9. Update your image
Your professional image should match the professional person you are. Image includes your appearance, communication style, online presence (or lack of it), and résumé. If your image is outdated, others will assume your knowledge and skills are outdated as well. If you don’t have a LinkedIn profile, prospective employers searching for one might view you as out of touch with current technology. If your résumé doesn’t focus on accomplishments, your experience level may not be evident. If you sign emails only with your first name, you’re minimizing your value and impact; instead, provide your full name with title, credentials, and contact information. All of these aspects are part of your professional package and can contribute to—or detract from—your credibility and marketability.
10. One more thing
While hospitals traditionally have been the starting point for most new nurses, that model is shifting.

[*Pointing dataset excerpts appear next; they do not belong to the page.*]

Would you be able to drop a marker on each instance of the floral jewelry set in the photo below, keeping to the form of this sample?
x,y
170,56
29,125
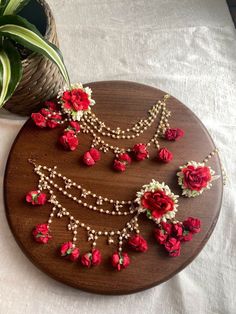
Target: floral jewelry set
x,y
155,200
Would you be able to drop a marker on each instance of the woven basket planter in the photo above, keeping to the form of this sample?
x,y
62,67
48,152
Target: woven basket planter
x,y
41,78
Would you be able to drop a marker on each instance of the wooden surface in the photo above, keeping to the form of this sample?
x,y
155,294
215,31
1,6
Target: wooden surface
x,y
118,104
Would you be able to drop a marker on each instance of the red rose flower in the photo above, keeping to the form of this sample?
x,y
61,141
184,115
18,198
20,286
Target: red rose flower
x,y
85,260
157,202
186,236
91,157
96,257
45,112
120,260
196,179
140,151
166,226
74,255
164,155
76,99
192,224
119,165
177,230
173,247
68,251
36,198
69,140
75,126
54,120
124,157
173,134
121,162
160,235
138,243
41,233
39,119
92,258
52,106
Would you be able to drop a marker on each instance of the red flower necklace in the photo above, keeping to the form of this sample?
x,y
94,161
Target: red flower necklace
x,y
155,200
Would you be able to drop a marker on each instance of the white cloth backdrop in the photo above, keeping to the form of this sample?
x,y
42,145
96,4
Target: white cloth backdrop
x,y
186,48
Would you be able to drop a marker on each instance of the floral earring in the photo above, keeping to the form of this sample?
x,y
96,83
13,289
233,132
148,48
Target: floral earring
x,y
195,177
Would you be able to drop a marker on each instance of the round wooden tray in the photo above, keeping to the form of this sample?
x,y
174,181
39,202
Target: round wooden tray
x,y
121,104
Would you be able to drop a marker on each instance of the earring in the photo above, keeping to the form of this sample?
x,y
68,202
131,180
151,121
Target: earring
x,y
195,177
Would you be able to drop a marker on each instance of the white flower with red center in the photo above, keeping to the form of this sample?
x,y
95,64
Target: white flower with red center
x,y
157,200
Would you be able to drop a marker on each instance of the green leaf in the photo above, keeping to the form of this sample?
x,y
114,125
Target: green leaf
x,y
26,34
14,6
10,71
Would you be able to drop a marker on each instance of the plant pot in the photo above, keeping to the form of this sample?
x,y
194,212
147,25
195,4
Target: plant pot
x,y
41,78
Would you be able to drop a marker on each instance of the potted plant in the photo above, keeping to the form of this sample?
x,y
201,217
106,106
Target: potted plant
x,y
29,63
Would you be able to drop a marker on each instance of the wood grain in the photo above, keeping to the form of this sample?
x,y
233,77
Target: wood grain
x,y
121,104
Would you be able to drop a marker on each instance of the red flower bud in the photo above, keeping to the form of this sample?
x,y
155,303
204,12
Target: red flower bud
x,y
138,243
69,251
119,165
91,157
173,134
164,155
75,126
39,119
120,260
192,224
41,233
140,151
69,140
92,258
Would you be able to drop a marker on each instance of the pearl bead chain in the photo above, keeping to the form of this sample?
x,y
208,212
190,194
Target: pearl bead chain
x,y
206,159
93,235
91,124
47,181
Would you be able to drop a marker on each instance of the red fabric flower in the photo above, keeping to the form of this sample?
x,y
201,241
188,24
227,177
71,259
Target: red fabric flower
x,y
196,179
166,226
75,126
140,151
120,260
91,157
92,258
173,134
54,120
45,112
39,119
138,243
119,165
68,251
69,140
177,230
157,202
164,155
36,198
186,236
124,157
76,99
52,106
173,247
121,162
160,235
192,224
41,233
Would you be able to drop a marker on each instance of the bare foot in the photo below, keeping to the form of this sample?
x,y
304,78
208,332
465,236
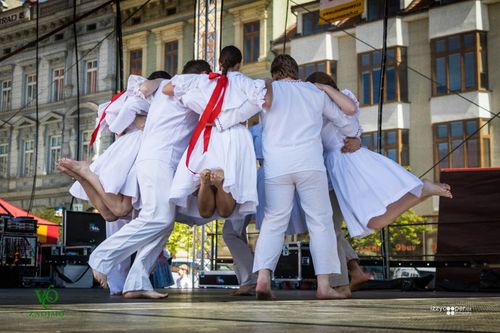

Today, it’s more common for new nursing graduates to start in residency programs and new-graduate orientation programs in home care, public health, and various ambulatory settings (such as hemodialysis, infusion centers, and cancer care centers). So if you’re still telling students and new nurses they must get hospital experience before moving on to something else, you need to know that that advice is now outdated and impractical. There are too few hospital positions for new nurses across the country today. New nurses should be directed to areas with the largest growth potential for current and future employment.
Just as your computer needs periodic updates of software and hardware to operate at peak performance, you need to reboot and refresh your nursing career to the latest “version.”